Secondly, the data analysis is restricted to NHFS survey responses gathered between January and June 2010, the reason being that one variable in the statistical models (health care insurance) was added to the NHFS survey in January 2010. However, concerning the main findings in this study, the results are largely similar if this variable is excluded and the analysis is carried out on cases gathered from October 2009 and onwards.
Thirdly, the response rate in the survey used was quite low, reaching only 34.7% for landline telephones and 27.0% for cell phones. Selection bias could be a problem because immunization acceptance might be lower among survey non-participants as compared to participants. Moreover, it is likely that high-trusting individuals are over-represented among survey respondents, as compared to survey non-respondents.
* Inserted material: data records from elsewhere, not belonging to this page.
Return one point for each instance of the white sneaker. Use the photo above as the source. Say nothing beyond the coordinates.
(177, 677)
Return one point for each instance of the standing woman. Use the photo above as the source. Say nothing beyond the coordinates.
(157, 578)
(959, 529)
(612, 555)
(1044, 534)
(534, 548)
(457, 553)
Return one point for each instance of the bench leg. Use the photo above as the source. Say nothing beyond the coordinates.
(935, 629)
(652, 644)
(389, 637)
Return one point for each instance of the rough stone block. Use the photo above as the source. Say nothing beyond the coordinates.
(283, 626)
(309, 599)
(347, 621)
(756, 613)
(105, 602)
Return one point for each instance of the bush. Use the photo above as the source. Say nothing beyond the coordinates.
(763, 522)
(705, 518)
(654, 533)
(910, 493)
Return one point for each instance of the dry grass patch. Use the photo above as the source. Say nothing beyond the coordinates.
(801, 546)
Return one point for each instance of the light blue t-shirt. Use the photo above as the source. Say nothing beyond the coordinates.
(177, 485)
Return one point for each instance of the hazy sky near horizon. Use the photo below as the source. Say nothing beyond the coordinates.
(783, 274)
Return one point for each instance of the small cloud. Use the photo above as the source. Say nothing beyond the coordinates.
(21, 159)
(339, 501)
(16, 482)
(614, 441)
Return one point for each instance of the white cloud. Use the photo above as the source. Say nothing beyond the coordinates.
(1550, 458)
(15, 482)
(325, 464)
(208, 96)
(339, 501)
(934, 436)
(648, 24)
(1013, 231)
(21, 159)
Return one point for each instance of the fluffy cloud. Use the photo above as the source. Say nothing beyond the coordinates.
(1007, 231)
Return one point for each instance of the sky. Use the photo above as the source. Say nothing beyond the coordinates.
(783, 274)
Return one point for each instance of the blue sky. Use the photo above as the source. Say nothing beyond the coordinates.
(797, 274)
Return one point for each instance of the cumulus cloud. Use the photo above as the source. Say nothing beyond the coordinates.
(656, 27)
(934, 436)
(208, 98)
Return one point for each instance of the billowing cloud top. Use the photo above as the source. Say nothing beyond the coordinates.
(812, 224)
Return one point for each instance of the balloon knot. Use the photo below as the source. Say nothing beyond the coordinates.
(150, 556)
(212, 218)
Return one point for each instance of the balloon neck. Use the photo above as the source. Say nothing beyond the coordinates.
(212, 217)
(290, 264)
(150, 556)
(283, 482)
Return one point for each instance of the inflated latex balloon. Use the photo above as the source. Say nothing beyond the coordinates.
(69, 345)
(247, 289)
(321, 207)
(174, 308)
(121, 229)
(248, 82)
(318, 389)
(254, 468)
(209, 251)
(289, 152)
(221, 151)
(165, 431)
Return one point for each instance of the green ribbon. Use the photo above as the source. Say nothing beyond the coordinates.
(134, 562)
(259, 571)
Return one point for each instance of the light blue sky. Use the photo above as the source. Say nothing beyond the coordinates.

But since contextual generalized trust was measured on the aggregated level, selection bias due to low response rate in the NHFS survey has not influenced on the association between contextual generalized trust and immunization.
Fourthly, even though quite a strong association between contextual generalized trust and individual-level immunization has been established, because of the study design, the question about causality cannot be addressed in the present paper.
Fifthly, the empirical analysis assumes that state of residence and the stat where the vaccination was obtained is overlapping. This assumption is not necessarily valid in all cases.
Finally, the present paper is incapable of separating between the compositional and contextual effect of generalized trust. In other words, it would have been an advantage to be able to control for individual-level generalized trust in the multilevel model.
Acknowledgement
The funding for this research comes from a Ph.D. candidate grant from the University of Gothenburg. I would like to express my appreciation to Valgeir Thorvaldsson and Juan Merlo for useful comments on an earlier draft of the paper.